O Senhor Augie Cardoso escreve : « . Deus queira que o povo Frances tenha senso e coragem de delegar Le pen a voltar a Europa a Mastrich......”
Este comentário permite de pensar que o Senhor Cardoso ouve demais os sermões de Billy Graham. Que Bush também seguia.
Trazer Deus para a política e mistura-lo com le Pen prova que não leu a sua Bíblia:
Mas é verdade que o presidente recheava os discursos com versículos bíblicos e dizia orar antes de qualquer decisão. Vivendo na terra dos gringos, o Senhor Cardoso deveria ter–se lembrado, entretanto, que Jesus nunca permitiu que ambições políticas desfigurassem a sua missão espiritual – O meu reino não é deste mundo. Vale conferir o absurdo que fez com que a indústria bélica americana grava versículos bíblicos nos rifles e metralhadoras.

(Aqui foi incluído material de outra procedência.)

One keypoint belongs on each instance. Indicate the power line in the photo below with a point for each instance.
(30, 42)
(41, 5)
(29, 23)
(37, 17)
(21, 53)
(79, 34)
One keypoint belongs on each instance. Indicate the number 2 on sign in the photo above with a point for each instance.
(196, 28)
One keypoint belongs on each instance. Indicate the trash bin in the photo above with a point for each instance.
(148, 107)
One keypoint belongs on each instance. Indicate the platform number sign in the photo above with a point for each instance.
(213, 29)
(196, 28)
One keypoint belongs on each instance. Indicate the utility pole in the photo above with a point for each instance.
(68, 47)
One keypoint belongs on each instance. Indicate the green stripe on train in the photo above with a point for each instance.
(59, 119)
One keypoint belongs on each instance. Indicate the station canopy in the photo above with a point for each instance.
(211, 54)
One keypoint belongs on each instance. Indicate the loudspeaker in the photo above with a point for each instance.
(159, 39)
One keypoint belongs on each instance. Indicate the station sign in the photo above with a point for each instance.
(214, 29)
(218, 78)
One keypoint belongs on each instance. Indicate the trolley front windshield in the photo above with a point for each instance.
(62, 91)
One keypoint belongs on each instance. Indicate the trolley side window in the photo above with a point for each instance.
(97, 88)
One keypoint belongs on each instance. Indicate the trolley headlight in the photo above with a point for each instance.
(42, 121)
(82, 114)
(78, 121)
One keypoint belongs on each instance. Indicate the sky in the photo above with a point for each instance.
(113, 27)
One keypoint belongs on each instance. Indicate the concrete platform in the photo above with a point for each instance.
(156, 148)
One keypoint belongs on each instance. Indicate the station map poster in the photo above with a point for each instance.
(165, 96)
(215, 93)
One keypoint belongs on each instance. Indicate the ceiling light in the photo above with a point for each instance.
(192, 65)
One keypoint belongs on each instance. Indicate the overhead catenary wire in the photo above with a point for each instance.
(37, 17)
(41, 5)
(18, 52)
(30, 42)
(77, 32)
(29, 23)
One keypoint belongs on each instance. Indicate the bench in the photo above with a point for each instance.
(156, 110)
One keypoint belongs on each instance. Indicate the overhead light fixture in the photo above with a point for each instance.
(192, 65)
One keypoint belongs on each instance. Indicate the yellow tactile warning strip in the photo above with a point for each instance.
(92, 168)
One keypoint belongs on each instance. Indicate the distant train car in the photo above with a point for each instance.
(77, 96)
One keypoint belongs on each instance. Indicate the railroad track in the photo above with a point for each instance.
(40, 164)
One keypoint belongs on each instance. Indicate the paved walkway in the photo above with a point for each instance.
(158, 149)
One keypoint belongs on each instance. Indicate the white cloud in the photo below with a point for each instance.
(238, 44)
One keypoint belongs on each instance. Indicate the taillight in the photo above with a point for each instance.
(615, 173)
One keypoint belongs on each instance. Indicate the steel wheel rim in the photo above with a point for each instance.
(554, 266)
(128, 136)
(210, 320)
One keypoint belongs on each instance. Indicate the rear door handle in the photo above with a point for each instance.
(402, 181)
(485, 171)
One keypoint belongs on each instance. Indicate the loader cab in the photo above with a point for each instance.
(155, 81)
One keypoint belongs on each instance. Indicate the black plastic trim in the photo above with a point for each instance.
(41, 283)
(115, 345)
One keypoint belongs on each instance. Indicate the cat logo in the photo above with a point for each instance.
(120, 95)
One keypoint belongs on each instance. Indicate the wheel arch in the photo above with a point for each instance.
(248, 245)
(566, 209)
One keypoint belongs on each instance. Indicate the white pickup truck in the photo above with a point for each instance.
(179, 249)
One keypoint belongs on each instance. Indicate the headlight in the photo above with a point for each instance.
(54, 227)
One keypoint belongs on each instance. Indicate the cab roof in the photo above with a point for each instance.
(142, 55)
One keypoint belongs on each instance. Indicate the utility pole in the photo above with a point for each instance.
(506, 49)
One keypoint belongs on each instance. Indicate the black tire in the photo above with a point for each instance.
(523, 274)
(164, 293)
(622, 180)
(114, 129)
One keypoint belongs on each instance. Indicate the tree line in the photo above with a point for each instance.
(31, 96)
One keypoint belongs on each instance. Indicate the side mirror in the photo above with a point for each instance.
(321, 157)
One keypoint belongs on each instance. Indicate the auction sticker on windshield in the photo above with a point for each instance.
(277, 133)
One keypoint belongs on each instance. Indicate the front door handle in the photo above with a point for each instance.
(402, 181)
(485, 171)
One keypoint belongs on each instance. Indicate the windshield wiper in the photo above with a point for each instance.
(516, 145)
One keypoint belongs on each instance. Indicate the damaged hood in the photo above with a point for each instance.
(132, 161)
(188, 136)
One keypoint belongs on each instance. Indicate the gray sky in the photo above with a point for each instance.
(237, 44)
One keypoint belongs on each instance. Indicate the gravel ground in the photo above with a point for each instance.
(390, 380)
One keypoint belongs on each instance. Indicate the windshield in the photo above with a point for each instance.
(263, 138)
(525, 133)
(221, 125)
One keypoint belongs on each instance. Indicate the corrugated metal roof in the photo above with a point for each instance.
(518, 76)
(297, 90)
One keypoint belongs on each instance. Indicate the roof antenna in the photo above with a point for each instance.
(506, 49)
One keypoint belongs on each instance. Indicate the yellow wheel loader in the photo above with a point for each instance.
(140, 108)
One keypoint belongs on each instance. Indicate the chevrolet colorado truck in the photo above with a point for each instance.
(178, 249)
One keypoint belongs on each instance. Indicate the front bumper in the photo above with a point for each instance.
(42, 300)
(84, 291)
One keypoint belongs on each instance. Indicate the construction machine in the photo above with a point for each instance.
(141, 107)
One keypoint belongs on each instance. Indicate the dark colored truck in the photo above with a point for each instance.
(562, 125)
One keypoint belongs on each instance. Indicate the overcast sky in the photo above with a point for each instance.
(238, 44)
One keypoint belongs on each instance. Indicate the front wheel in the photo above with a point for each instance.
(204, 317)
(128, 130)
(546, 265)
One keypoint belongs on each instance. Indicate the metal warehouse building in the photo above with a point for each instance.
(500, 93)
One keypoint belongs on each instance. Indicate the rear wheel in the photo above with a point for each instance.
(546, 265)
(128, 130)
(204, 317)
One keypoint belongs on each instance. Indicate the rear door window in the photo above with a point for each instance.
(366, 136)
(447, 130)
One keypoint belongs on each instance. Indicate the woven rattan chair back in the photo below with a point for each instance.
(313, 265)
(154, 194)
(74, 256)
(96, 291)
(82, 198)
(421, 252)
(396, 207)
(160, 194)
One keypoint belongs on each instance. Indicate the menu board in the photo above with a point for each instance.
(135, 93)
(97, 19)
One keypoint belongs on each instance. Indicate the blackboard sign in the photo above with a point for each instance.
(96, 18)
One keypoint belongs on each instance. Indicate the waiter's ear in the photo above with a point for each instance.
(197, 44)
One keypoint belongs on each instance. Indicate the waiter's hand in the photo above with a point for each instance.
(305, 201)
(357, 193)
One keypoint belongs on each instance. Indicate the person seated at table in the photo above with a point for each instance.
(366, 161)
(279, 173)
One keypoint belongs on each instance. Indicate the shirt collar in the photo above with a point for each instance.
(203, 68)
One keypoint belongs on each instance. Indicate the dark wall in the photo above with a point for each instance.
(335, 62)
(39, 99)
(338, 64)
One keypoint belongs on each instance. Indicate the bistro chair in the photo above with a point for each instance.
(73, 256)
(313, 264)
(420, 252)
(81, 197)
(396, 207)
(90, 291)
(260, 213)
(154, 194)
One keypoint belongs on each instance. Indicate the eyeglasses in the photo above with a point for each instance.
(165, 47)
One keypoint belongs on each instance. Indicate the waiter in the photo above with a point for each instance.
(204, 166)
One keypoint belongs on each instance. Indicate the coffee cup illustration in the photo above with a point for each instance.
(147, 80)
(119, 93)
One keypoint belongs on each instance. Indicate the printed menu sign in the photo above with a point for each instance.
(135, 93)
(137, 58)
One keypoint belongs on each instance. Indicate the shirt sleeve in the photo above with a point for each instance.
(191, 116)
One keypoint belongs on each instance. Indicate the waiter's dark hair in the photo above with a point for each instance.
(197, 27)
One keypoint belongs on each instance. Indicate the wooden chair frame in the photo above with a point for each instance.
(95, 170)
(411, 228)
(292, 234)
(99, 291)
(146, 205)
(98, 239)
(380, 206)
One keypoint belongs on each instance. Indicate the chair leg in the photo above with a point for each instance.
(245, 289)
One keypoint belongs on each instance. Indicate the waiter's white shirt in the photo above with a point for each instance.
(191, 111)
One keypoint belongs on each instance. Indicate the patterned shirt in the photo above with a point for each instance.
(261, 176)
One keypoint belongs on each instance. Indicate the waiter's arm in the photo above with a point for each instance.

Como os amigos SS de le Pen gravavam nos cinturões : “ Got Mit Uns”.
Então Deus não virá interferir nas eleições francesas, Senhor Cardoso.E quanto aos franceses, têm bom senso para manter a religião fora do Estado e da politica.

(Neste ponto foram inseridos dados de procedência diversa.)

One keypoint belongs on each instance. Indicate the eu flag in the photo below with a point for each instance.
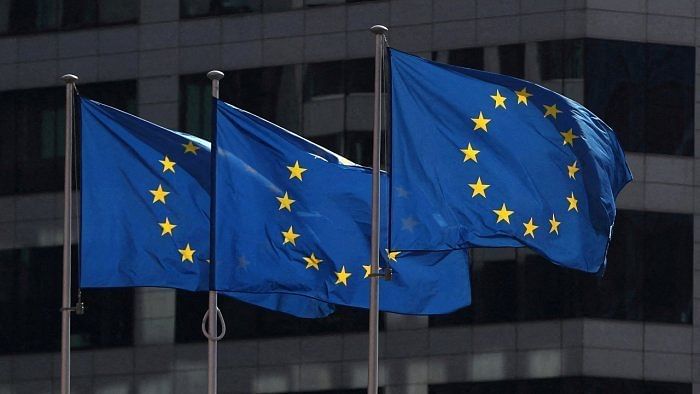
(481, 159)
(294, 218)
(145, 201)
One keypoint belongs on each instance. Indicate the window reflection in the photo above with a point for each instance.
(256, 322)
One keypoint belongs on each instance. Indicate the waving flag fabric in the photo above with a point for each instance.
(481, 159)
(294, 218)
(145, 199)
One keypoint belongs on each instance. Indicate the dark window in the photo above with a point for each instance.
(511, 60)
(648, 277)
(464, 57)
(580, 385)
(348, 391)
(251, 321)
(32, 16)
(31, 156)
(329, 103)
(30, 301)
(562, 59)
(645, 92)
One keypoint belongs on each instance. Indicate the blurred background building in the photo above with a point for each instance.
(307, 65)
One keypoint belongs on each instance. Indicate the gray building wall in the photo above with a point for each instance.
(161, 47)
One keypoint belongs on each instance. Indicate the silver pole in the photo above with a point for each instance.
(214, 76)
(373, 372)
(69, 79)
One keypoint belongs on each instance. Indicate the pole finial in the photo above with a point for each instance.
(215, 75)
(378, 29)
(69, 78)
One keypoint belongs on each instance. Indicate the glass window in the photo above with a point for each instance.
(332, 103)
(511, 60)
(270, 92)
(196, 8)
(31, 16)
(645, 92)
(30, 299)
(34, 123)
(255, 322)
(560, 59)
(348, 391)
(574, 385)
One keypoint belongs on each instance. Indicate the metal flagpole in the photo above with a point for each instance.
(66, 309)
(213, 312)
(373, 371)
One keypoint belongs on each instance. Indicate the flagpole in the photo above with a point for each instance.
(213, 312)
(373, 371)
(66, 309)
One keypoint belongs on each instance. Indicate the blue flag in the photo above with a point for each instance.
(481, 159)
(294, 218)
(145, 202)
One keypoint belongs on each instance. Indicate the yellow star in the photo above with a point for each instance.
(551, 110)
(480, 122)
(470, 153)
(187, 254)
(190, 148)
(392, 255)
(569, 137)
(312, 261)
(503, 214)
(555, 225)
(572, 170)
(479, 188)
(159, 194)
(285, 202)
(295, 171)
(573, 202)
(290, 236)
(342, 276)
(530, 228)
(168, 165)
(522, 96)
(167, 227)
(500, 100)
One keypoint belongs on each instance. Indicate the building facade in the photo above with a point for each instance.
(307, 65)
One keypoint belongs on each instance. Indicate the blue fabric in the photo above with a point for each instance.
(122, 244)
(523, 157)
(330, 215)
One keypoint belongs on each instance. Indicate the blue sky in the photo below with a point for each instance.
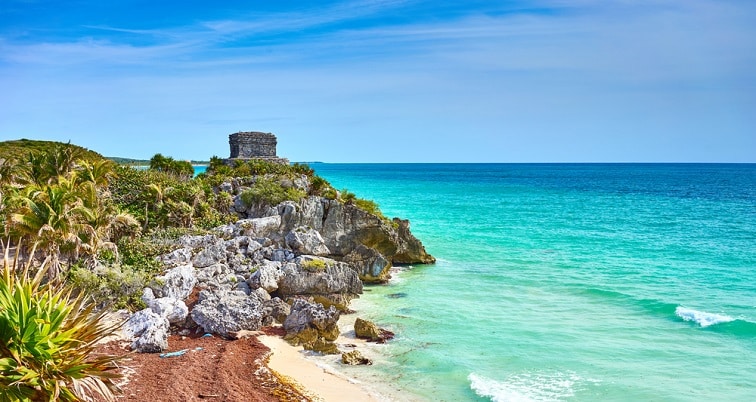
(387, 81)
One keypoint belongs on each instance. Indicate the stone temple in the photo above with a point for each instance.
(246, 145)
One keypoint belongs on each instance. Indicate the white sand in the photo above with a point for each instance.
(320, 384)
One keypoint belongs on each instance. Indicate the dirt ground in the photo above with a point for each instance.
(211, 369)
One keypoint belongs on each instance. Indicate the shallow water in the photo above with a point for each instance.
(566, 282)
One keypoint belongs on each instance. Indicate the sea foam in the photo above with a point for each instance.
(703, 318)
(525, 387)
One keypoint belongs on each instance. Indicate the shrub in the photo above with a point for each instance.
(314, 265)
(114, 286)
(47, 339)
(268, 192)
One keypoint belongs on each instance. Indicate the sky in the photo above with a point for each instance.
(386, 81)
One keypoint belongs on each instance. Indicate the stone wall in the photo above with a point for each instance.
(252, 145)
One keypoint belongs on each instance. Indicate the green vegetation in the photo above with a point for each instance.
(314, 265)
(47, 337)
(269, 192)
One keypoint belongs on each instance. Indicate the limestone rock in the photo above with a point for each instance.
(266, 276)
(275, 310)
(367, 330)
(334, 277)
(354, 358)
(148, 332)
(312, 326)
(181, 256)
(229, 313)
(305, 240)
(371, 266)
(174, 310)
(176, 283)
(211, 254)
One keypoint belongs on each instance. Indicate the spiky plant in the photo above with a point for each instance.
(47, 340)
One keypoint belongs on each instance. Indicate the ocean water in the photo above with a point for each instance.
(585, 282)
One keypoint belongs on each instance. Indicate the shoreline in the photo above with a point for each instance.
(311, 379)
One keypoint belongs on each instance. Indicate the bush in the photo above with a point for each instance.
(47, 339)
(268, 192)
(114, 286)
(314, 265)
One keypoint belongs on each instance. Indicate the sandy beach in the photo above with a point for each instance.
(316, 382)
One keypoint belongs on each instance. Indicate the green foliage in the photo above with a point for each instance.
(47, 339)
(314, 265)
(115, 286)
(181, 169)
(269, 192)
(140, 253)
(19, 149)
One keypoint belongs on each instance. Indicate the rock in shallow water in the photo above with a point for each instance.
(355, 358)
(312, 326)
(365, 329)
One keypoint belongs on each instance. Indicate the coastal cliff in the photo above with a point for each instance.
(296, 262)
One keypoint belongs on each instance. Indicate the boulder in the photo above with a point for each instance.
(275, 310)
(266, 276)
(304, 240)
(354, 358)
(176, 283)
(312, 326)
(371, 266)
(230, 312)
(211, 254)
(148, 331)
(367, 330)
(181, 256)
(174, 310)
(318, 276)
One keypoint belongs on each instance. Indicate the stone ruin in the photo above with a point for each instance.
(248, 145)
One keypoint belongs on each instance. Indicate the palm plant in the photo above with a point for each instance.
(51, 215)
(47, 339)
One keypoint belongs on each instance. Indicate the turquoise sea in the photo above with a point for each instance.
(585, 282)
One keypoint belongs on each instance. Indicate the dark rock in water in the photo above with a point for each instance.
(355, 358)
(371, 265)
(367, 330)
(312, 326)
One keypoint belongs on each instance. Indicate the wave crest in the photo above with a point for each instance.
(525, 387)
(702, 318)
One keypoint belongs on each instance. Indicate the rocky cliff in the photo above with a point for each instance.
(298, 263)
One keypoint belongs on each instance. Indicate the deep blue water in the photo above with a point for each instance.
(566, 281)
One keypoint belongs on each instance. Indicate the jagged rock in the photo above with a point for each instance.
(312, 326)
(228, 313)
(305, 240)
(258, 227)
(344, 227)
(148, 331)
(176, 283)
(355, 358)
(226, 187)
(266, 276)
(371, 266)
(335, 277)
(174, 310)
(367, 330)
(182, 256)
(275, 309)
(147, 295)
(211, 254)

De Alberto Gonçalves, no Jornal i,
Um excerto da entrevista:
"Mas no que diz respeito ao mundo árabe não é nada liberal...
Isso é outra questão.
Eu sou pela liberdade, o mundo árabe é que não.

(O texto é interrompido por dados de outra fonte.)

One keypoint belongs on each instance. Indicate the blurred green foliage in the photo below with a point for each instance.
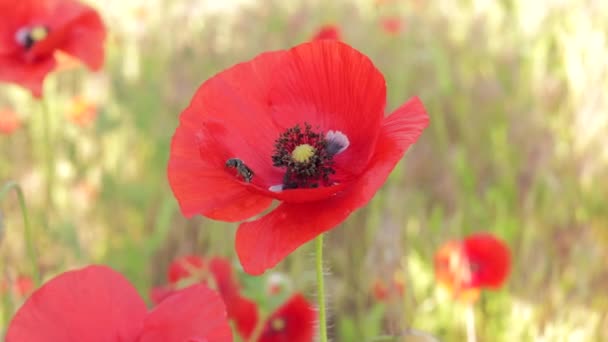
(517, 145)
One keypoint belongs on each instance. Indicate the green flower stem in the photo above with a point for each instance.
(321, 289)
(27, 229)
(48, 152)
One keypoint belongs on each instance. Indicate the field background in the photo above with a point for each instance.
(517, 145)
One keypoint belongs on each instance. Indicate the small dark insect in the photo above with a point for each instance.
(241, 168)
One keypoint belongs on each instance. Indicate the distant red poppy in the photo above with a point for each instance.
(97, 304)
(9, 121)
(216, 273)
(396, 287)
(479, 261)
(330, 32)
(32, 31)
(304, 126)
(294, 321)
(392, 25)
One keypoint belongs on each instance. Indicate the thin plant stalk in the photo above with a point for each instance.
(470, 323)
(27, 228)
(321, 289)
(48, 152)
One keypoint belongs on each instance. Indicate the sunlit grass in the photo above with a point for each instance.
(516, 146)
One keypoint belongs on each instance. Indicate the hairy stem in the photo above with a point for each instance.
(27, 229)
(321, 289)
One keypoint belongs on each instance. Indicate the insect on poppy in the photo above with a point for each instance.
(309, 123)
(32, 32)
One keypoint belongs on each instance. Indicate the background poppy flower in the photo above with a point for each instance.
(9, 121)
(295, 321)
(32, 31)
(217, 273)
(98, 304)
(304, 126)
(331, 32)
(479, 261)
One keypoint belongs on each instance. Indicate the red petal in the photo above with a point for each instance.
(293, 322)
(193, 314)
(184, 267)
(85, 32)
(491, 259)
(202, 185)
(227, 118)
(262, 243)
(93, 304)
(159, 293)
(331, 32)
(243, 311)
(332, 86)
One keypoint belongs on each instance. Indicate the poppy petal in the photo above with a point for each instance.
(332, 86)
(85, 33)
(226, 119)
(95, 304)
(159, 293)
(294, 321)
(262, 243)
(202, 185)
(195, 313)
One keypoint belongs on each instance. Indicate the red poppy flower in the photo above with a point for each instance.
(97, 304)
(304, 126)
(392, 25)
(381, 291)
(479, 261)
(9, 121)
(31, 31)
(330, 32)
(217, 273)
(294, 321)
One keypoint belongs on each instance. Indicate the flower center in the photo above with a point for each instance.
(29, 36)
(277, 324)
(307, 157)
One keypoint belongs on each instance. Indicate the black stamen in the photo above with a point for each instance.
(309, 174)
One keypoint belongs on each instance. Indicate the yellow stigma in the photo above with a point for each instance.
(38, 33)
(302, 153)
(277, 324)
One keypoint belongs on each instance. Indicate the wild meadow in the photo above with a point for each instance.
(516, 147)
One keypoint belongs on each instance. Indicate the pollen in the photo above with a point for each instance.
(303, 153)
(38, 33)
(278, 324)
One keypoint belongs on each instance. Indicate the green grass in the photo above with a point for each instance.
(516, 146)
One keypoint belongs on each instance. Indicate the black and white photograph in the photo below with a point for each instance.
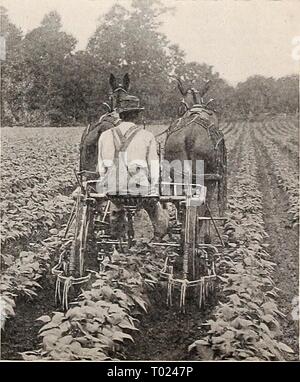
(149, 182)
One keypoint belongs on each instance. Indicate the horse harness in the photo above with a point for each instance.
(215, 135)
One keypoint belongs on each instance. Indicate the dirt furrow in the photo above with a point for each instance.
(283, 241)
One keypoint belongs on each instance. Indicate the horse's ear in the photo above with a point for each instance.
(126, 81)
(112, 81)
(180, 87)
(205, 88)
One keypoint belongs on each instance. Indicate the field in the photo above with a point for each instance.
(252, 316)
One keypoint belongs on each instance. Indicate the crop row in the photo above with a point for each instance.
(283, 139)
(245, 324)
(35, 170)
(103, 318)
(286, 176)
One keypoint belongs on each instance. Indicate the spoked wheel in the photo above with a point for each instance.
(83, 220)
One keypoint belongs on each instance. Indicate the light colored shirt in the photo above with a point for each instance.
(141, 158)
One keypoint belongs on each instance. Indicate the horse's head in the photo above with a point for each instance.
(118, 90)
(192, 97)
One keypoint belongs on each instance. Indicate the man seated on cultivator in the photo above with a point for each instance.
(128, 164)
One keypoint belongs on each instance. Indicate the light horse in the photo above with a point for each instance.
(195, 136)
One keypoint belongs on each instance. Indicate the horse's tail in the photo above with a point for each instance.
(222, 183)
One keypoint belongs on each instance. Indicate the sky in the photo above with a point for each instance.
(239, 38)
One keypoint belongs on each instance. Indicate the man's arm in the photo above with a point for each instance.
(153, 165)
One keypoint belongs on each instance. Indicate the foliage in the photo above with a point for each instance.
(45, 81)
(102, 319)
(245, 324)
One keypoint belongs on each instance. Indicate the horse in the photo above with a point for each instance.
(195, 136)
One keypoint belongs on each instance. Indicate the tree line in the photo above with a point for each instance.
(46, 81)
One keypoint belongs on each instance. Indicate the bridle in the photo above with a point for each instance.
(113, 101)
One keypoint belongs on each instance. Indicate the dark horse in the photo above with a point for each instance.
(196, 136)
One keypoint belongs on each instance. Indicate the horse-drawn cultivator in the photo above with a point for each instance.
(190, 249)
(190, 257)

Na versão dita extremista, é o grande perigo dos nossos tempos.
Nada nos ameaça mais que isso. Desde logo, demograficamente: vamos chegar a um ponto em que os atentados já não serão necessários. Eles vão ganhar pelo número. Já são maioritários nalgumas zonas, já podem decidir os equivalentes a juntas de freguesia na Alemanha e no Reino Unido. Devemos ser restritivos na imigração, devemos averiguar as intenções de quem entra, devemos prender os imãs que promovam a luta armada em mesquitas. É o mínimo."
O que é o mundo arabe caro anonimo das 20h40? a Tunisia ou o Yemen? A Arabia Saudita ou o Libano? os arabes sunitas ou os arabes xiitas ou os coptas, os catolicos, os ortodoxos, ou sei-la os pobres seguidores de joao baptista que até ha a invasao americana ainda os havia pelo iraque? (https://en.wikipedia.org/wiki/Mandaeism)
Nao precisar o que se diz corre o risco de tornar os artigos de opiniao equivalentes a conversas de café e como tal irrelevantes.
O problema nao é arabe, é religioso e sendo religioso nao é muçulmano, pois existem varias comunidades muçulmanas que sao totalmente pacificas e integradas (por exemplo os ismaelitas).
O radicalismo muçulmano dos dias de hoje tem uma origem e uma historia relativamente modernas. Para atacar esse problema nefasto, é melhor compreender melhor o fenomeno, descortica-lo do que lançar alarmidades para o povo. Pouco adianta o esbracejar a medico que nao conhece a cura a uma doença grave, e se na sua inquietude enxerga mal a doença, sujeita-se a tirar um braço ao doente para curar uma doença do figado, ou dos rins.
Claro que tudo começaria por fazer um forte ataque a varias estruturas seja nos paises do golfo, seja na turquia, seja no egipto, e que houvesse umas criaturas la no norte da europa que acordassem para a vida e deixassem de pensar que a irmandade muçulmana é uma espécie de equivalente muçulmano da democracia crista.
A mim tb me parece importante o seguinte as dificuldades com as integraçoes e afins acabam por revelar mais os problemas de identidade ou de escolha politica do proprio ocidente que qq outro assunto. Dividem-no mais e por isso tornam-no mais fraco. E a razao do alarmismo que o meu amigo espelha é tb essa, é a propria sociedade perceber que essa dissonancia nao estara a ser resolvida e portanto sentir-se inquieta.
Muito bem observado, anónimo das 5.44.